I'm using the R package "tm" and I am trying to create a term-by-document matrix out of the WebKB data found at: http://www.cs.cmu.edu/afs/cs/project/theo-20/www/data/
The data comes in several different folders, each keeping track of a topic, but I've combined the documents into one file. Of all the documents, there is only one or two documents that lie in more than one topic.
Okay, so here is what I've done:
b <- Corpus(DirSource("/Users/checkout/Downloads/webkb/z"), readerControl=list(language="eng", reader=readPlain))
b <- tm_map(b, removeNumbers)
b <- tm_map(b, removePunctuation)
b <- tm_map(b, stripWhitespace)
b <- tm_map(b, tolower,lazy=TRUE)
b <- tm_map(b, removeWords, stopwords("english"),lazy=TRUE)
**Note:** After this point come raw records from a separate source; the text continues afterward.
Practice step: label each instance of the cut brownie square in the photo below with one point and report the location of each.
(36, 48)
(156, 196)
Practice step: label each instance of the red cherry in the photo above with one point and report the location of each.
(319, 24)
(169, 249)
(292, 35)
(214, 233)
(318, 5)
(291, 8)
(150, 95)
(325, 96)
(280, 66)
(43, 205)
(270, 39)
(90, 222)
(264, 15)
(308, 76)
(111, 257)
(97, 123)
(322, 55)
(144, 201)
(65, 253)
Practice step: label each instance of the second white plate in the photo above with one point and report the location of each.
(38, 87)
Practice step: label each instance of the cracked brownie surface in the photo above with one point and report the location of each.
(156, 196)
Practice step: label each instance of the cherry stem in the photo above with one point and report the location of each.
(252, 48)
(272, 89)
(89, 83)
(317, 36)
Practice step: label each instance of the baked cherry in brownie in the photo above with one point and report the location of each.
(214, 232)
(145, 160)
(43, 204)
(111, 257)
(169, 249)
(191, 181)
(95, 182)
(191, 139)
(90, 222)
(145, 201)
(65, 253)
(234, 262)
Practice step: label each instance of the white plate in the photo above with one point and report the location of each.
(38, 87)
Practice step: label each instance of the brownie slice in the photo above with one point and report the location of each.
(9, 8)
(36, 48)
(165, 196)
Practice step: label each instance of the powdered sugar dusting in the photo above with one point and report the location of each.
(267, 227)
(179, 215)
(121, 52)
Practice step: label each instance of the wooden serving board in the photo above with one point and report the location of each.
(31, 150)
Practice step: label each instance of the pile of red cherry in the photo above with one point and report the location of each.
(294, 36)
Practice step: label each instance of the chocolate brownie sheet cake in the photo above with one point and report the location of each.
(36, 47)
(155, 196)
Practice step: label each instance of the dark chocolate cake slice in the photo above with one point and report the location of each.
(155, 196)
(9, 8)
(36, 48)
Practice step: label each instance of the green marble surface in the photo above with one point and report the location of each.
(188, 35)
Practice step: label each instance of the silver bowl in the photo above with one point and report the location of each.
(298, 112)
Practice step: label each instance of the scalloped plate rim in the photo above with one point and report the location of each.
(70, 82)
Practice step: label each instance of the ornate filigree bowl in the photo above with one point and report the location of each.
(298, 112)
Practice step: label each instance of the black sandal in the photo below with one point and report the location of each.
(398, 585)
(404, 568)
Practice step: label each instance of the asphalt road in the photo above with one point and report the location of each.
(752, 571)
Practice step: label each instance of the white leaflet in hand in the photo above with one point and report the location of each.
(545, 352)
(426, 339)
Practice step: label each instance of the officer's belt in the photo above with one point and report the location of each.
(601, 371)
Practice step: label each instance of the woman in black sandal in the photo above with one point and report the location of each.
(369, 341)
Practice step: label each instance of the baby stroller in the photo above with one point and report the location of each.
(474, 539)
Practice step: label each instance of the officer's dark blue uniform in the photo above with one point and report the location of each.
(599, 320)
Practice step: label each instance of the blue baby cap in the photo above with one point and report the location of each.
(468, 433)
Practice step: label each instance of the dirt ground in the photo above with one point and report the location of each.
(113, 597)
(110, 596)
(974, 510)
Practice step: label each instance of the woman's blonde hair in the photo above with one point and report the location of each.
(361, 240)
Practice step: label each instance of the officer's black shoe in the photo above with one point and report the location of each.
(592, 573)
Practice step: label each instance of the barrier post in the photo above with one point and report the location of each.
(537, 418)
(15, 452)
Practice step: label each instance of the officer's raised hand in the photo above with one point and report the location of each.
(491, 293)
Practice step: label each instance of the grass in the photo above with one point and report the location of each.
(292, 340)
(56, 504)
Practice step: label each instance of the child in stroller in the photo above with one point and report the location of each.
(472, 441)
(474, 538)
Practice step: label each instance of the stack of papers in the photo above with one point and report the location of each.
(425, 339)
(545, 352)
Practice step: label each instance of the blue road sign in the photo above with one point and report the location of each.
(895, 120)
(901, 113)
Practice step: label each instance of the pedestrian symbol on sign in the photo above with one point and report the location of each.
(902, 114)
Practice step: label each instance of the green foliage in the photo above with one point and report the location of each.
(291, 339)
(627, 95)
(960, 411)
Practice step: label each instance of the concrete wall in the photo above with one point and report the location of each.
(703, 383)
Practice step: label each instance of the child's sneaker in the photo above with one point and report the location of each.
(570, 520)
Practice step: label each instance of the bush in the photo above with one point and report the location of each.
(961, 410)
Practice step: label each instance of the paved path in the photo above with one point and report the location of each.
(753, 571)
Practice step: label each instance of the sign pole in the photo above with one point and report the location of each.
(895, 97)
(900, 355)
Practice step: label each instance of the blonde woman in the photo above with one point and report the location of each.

So far so good, no error. But when I do this next line
termByDoc <- termDocumentMatrix(b)
I get the following error
Error in UseMethod("meta", x) : no applicable method for 'meta' applied to an object of class "try-error" In addition: Warning messages: 1: In mclapply(x$content[i], function(d) tm_reduce(d, x$lazy$maps)) : scheduled core 1 encountered error in user code, all values of the job will be affected 2: In mclapply(unname(content(x)), termFreq, control) : all scheduled cores encountered errors in user code
If anyone could tell me what is going wrong, I'd appreciate it! Also, if there is a more efficient way to create this term-by-document matrix, I take suggestions! And finally, I need to take out any links in these html files, is there an R function that takes care of this? I didn't see one in the documentation, so if you also have a suggestion on how to do this, it'll be appreciated.
Thanks for your time!